Così li definiva Plutarco, filosofo greco, 2000 anni fa.
Stiamo sbagliando molto e i dati lo dimostrano.
N.E.E.T.: Not in Education, Employment or Training.
Chi sono? Cosa è cambiato per loro?
Così, invece oggi, sono definiti e soprannominati i giovani che non studiano e non cercano lavoro: persone inattive a tutti gli effetti, per svariati motivi, che non seguono nemmeno corsi professionalizzanti.

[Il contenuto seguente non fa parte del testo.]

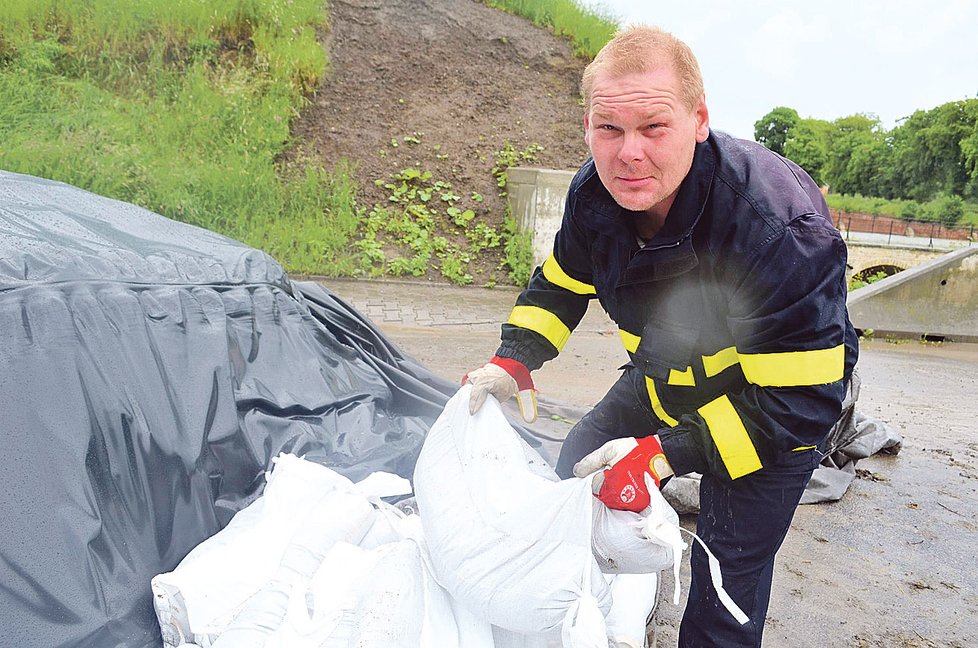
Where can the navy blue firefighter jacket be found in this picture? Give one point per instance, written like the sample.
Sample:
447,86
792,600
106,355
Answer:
735,311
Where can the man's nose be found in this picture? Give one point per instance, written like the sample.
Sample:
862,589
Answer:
631,148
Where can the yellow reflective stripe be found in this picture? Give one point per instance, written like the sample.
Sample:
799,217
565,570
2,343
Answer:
794,368
730,436
543,322
657,404
719,361
630,341
556,275
682,378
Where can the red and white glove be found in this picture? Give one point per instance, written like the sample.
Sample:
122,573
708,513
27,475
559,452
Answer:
627,461
503,378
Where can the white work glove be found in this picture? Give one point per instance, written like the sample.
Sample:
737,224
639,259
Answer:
627,462
503,378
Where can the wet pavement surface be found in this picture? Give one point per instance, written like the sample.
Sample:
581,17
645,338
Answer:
892,564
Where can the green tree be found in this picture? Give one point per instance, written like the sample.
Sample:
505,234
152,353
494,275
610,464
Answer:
946,209
807,146
931,151
772,129
856,136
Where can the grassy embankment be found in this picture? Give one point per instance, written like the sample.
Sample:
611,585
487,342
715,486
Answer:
184,107
180,106
587,29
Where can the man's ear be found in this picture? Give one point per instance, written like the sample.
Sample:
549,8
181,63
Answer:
702,115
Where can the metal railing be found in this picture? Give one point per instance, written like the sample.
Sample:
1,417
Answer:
901,228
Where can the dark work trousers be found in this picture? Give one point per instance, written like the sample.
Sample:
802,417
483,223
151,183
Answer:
743,522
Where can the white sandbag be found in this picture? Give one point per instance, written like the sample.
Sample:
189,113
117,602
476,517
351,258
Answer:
619,538
382,597
337,516
508,543
635,598
211,586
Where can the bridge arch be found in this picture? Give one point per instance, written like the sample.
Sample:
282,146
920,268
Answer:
867,260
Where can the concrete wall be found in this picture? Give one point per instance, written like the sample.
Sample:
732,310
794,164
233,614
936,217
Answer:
937,295
536,198
937,298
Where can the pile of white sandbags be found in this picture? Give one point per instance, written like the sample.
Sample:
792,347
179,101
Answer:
502,555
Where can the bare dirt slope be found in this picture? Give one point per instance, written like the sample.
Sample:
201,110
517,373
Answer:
457,79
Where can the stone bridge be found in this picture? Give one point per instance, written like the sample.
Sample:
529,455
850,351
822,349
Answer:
537,201
866,259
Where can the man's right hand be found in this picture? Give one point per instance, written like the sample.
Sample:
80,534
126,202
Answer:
503,378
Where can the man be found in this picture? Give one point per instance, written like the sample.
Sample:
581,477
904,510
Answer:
718,262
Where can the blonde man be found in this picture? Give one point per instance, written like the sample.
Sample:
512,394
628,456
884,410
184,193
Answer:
718,262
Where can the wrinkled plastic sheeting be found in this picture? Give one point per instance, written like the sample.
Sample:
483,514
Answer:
854,436
149,371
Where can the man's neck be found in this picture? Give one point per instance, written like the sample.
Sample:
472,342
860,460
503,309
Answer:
647,225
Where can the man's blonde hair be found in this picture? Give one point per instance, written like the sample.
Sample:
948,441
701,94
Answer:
639,49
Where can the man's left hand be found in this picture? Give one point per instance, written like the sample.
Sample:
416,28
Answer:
622,485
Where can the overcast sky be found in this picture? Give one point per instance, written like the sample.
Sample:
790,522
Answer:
825,59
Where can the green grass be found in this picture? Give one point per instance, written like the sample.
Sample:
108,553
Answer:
587,30
180,106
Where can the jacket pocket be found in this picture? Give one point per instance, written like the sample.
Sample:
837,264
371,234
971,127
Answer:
666,351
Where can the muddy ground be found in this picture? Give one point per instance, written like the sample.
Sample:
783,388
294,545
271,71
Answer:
890,565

Il termine nasce nel Regno Unito nel 1999, per classificare una determinata fascia di popolazione, compresa tra i 16 e i 24 anni, che non lavorava e nemmeno era impegnata in un percorso di studi.
In Italia, i Neet – tra i 15 e i 34 anni – sono oltre 3 milioni; un dato allarmante, caratterizzato da disuguaglianze territoriali, di genere e cittadinanza, con prevalenza femminile, dimostrando che per le donne è più complicato uscire da questa condizione.
Quali sono le cause del N.E.E.T.?
Perché, per la generazione lavorativa del futuro, il mondo del lavoro è così ostile e privo di stimoli?
Dove cercare le cause principali di una situazione stagnante?
- Nei centri per l’impiego, il sistema di profilazione di coloro che possono essere chiamati per iniziare un percorso di formazione, riqualificazione e occupazione non funziona ancora come dovrebbe.
- I cosiddetti Neet sono tra coloro che maggiormente usufruiscono del reddito di cittadinanza in Italia, cosa che li fa privilegiare una situazione di garanzia, rispetto alle incertezze del mondo del lavoro, anche se la misura è ora oggetto di revisione e restrizioni.
- Le aziende ristrutturano il proprio organico, apportando tagli numerici significativi perché non supportate dal sistema, con sufficienti e puntuali manovre di incentivazione.
- Le procedure di assunzione con agevolazioni e sgravi fiscali sono ancora troppo complesse.
- Non si investe adeguatamente nella formazione aziendale per la crescita personale e professionale dei neo assunti e, soprattutto, i salari sono ancora troppo bassi.
Il fenomeno dei N.E.E.T., cosa sta cambiando?
Anche se qualcosa si sta muovendo, a fronte di dati scoraggianti, siamo ancora molto indietro, mentre il mondo del lavoro ha bisogno di muoversi velocemente e in modo snello per poter pensare di iniziare a raggiungere stabilità economica, in un clima fatto di incertezze, dove ancora non si comprende la potenzialità di una risorsa preziosa come la forza lavoro giovane, da forgiare e incentivare.
Le aziende hanno il compito di risultare attrattive, cambiare le visioni e il modello organizzativo, perché i giovani ormai hanno bisogno di continui stimoli per integrarsi e produrre. Facciamocene una ragione, questa è un’altra era.